Luc. Cease, I beseech you, to accuse my eyes, till they have done some execution on your heart.
Fred. But I am out of reach, perhaps.
Luc. Trust not to that; they may shoot at a distance, though they cannot strike you near at hand.
Fred. But if they should kill, you are ne'er the better: There's a grate betwixt us, and you cannot fetch in the dead quarry.
Luc. Provided we destroy the enemy, we do not value their dead bodies: But you, perhaps, are in your first error, and think we are rather captives than warriors; that we come like prisoners to the grate, to beg the charity of passengers for their love.

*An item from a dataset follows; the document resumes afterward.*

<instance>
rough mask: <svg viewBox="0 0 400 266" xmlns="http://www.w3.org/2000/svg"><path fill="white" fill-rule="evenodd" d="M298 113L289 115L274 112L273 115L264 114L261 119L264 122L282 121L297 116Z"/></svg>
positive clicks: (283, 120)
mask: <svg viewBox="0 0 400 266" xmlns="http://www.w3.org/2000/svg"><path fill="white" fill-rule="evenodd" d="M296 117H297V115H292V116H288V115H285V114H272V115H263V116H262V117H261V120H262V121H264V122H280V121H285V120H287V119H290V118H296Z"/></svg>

Fred. [To Ascanio.] Enquire, as dextrously as you can, what is the name and quality of this charming creature.
Luc. [To Hippolita.] Be sure, if the page approaches you, to get out of him his master's name.
[The Prince and Lucretia seem to talk.
Hip. [To Ascanio.] By that short whisper, which I observed you took with your master, I imagine, Mr Page, you come to ask a certain question of me.
Asca. By this thy question, and by that whisper with thy lady, (O thou nymph of devotion!) I find I am to impart a secret, and not to ask one: Therefore, either confess thou art yet a mere woman under that veil, and, by consequence, most horribly inquisitive, or thou shalt lose thy longing, and know nothing of my master.
Hip. By my virginity, you shall tell first.